I.Z.Manuliak, orcid.org/0000-0002-0072-1532, Ivano-Frankivsk National Technical University of Oil and Gas, Ivano-Frankivsk, Ukraine, e-mail: This email address is being protected from spambots. You need JavaScript enabled to view it.

S.I.Melnychuk, orcid.org/0000-0002-6973-4235, Ivano-Frankivsk National Technical University of Oil and Gas, Ivano-Frankivsk, Ukraine, e-mail: This email address is being protected from spambots.

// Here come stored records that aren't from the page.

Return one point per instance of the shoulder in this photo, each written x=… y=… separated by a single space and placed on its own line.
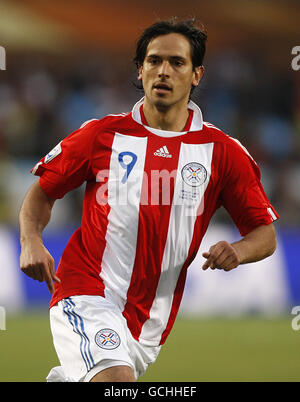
x=110 y=121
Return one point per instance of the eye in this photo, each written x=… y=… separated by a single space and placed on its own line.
x=153 y=60
x=178 y=62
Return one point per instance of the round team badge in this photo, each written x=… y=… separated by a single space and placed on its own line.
x=107 y=339
x=194 y=174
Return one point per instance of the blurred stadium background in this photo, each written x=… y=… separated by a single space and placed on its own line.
x=67 y=62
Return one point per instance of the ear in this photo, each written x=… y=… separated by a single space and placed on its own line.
x=140 y=76
x=198 y=74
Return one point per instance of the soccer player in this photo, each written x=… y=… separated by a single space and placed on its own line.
x=154 y=178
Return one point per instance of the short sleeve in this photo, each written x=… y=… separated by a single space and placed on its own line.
x=242 y=193
x=68 y=165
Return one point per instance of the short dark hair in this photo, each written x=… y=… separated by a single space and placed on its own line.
x=197 y=37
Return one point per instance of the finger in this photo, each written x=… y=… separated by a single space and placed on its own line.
x=229 y=263
x=213 y=254
x=209 y=263
x=38 y=271
x=52 y=271
x=47 y=277
x=220 y=260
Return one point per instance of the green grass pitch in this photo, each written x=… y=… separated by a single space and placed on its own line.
x=216 y=349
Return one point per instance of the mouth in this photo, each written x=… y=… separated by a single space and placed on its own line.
x=162 y=88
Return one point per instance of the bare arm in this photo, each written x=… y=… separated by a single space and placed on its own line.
x=35 y=259
x=255 y=246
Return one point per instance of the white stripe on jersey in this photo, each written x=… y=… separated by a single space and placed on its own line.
x=183 y=212
x=124 y=191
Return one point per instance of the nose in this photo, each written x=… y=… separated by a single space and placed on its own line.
x=164 y=70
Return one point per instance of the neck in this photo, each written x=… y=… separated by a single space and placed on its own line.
x=165 y=118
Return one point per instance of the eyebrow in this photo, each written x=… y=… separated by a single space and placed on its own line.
x=156 y=56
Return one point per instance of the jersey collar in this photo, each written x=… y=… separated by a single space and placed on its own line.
x=196 y=125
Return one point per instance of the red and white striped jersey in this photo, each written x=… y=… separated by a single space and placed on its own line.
x=149 y=197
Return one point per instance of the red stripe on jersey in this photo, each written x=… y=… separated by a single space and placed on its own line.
x=200 y=228
x=80 y=264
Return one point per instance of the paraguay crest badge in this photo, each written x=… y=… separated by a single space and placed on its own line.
x=107 y=339
x=194 y=174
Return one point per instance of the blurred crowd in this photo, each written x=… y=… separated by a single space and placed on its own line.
x=41 y=101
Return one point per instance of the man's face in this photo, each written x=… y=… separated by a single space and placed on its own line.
x=167 y=72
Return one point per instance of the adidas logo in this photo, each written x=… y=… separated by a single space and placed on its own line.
x=163 y=151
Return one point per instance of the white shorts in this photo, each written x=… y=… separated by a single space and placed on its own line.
x=90 y=334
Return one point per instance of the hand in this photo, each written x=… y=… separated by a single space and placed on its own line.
x=37 y=263
x=221 y=256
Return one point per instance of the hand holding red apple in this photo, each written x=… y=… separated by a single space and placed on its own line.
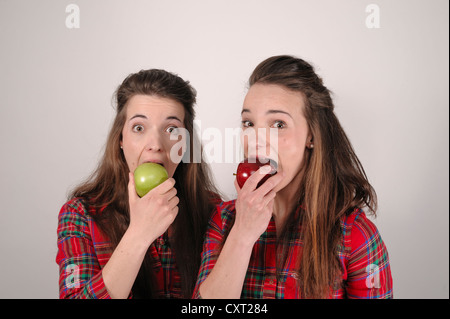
x=254 y=203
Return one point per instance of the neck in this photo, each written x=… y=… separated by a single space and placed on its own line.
x=285 y=202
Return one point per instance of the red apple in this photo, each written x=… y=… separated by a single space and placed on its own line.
x=249 y=166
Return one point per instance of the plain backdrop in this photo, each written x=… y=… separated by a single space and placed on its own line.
x=390 y=88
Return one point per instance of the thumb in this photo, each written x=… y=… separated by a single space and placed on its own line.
x=132 y=195
x=236 y=185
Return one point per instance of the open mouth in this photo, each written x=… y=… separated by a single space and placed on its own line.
x=156 y=162
x=264 y=160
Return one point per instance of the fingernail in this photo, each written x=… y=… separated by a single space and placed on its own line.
x=266 y=169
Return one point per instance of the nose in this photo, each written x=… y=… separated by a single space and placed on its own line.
x=261 y=142
x=154 y=143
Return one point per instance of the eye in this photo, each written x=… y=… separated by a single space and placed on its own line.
x=138 y=128
x=172 y=129
x=279 y=124
x=246 y=124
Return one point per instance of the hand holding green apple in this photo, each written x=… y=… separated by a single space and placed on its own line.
x=147 y=176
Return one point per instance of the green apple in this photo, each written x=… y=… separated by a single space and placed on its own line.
x=147 y=176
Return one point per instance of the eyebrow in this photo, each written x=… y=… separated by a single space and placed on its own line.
x=172 y=117
x=269 y=112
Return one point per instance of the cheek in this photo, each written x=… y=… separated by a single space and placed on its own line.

You need JavaScript enabled to view it.

Yu.Yo.Striletskyi, orcid.org/0000-0002-0105-8306, Ivano-Frankivsk National Technical University of Oil and Gas, Ivano-Frankivsk, Ukraine, e-mail: This email address is being protected from spambots. You need JavaScript enabled to view it.

V.M.Harasymiv, orcid.org/0000-0002-6613-3549, Ivano-Frankivsk National Technical University of Oil and Gas, Ivano-Frankivsk, Ukraine, e-mail: This email address is being protected from spambots. You need JavaScript enabled to view it.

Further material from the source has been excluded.